Puma Biotechnology announced that the FDA has approved Nerlynx (neratinib), formerly known as PB272, a once-daily oral tyrosine kinase inhibitor for the extended adjuvant treatment of adult patients with early stage HER2-overexpressed/amplified breast cancer, following adjuvant trastuzumab-based therapy. Puma expects neratinib to become commercially available in September 2017 and to be marketed as Nerlynx.

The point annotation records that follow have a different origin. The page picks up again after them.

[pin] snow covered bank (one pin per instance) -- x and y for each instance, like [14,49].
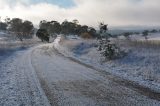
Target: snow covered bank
[141,65]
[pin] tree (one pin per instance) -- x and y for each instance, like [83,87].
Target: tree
[107,48]
[92,32]
[21,29]
[145,34]
[27,29]
[3,26]
[126,35]
[43,35]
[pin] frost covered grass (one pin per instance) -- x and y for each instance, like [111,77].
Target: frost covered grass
[140,65]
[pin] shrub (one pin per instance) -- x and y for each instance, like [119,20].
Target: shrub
[43,35]
[86,35]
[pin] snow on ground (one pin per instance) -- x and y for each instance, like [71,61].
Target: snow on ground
[18,82]
[140,65]
[68,83]
[151,36]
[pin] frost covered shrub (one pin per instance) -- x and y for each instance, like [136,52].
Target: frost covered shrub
[110,50]
[107,48]
[86,35]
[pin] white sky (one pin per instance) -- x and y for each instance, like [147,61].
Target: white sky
[90,12]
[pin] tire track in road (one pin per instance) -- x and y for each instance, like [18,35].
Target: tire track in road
[71,82]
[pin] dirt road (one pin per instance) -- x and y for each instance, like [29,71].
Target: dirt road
[68,83]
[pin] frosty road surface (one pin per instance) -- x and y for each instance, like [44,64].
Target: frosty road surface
[69,83]
[40,76]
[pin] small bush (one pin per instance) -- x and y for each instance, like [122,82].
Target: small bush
[86,35]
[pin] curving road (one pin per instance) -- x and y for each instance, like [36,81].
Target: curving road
[40,76]
[67,82]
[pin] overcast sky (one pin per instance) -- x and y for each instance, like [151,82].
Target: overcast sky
[90,12]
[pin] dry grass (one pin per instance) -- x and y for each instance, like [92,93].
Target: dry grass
[145,43]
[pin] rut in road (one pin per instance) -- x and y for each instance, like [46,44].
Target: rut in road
[70,83]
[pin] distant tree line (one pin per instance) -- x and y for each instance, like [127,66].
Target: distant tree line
[54,28]
[22,29]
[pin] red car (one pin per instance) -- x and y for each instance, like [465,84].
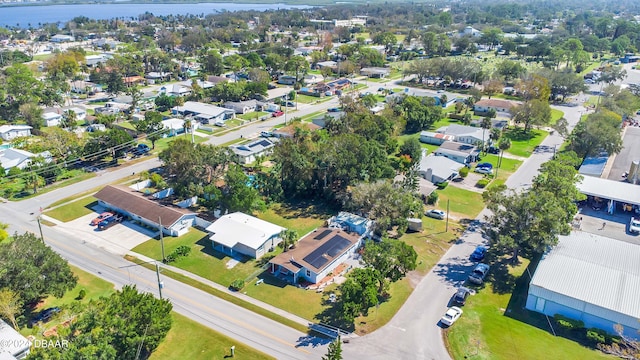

FDA approval was based on the Phase III ExteNET trial, a multicenter, randomized, double-blind, placebo-controlled trial of neratinib following adjuvant trastuzumab treatment. Women (n=2,840) with early-stage HER2-positive breast cancer and within two years of completing adjuvant trastuzumab were randomized to receive either neratinib (n=1420) or placebo (n=1420) for one year. The results of the ExteNET trial demonstrated that after two years of follow-up, invasive disease-free survival (iDFS) was 94.2% in patients treated with neratinib compared with 91.9% in those receiving placebo (HR 0.66; 95% CI: 0.49, 0.90, p=0.008). The most common adverse reactions (>5%) were diarrhea, nausea, abdominal pain, fatigue, vomiting, rash, stomatitis, decreased appetite, muscle spasms, dyspepsia, AST or ALT increase, nail disorder, dry skin, abdominal distention, weight loss, and urinary tract infection. The most common adverse reaction leading to discontinuation was diarrhea, which was observed in 16.8% of neratinib-treated patients. Hepatotoxicity or increases in liver transaminases led to drug discontinuation in 1.7% of neratinib-treated patients.

Comment: Nerlynx is the first extended adjuvant therapy, a form of therapy that is taken after an initial treatment to further lower the risk of the cancer coming back.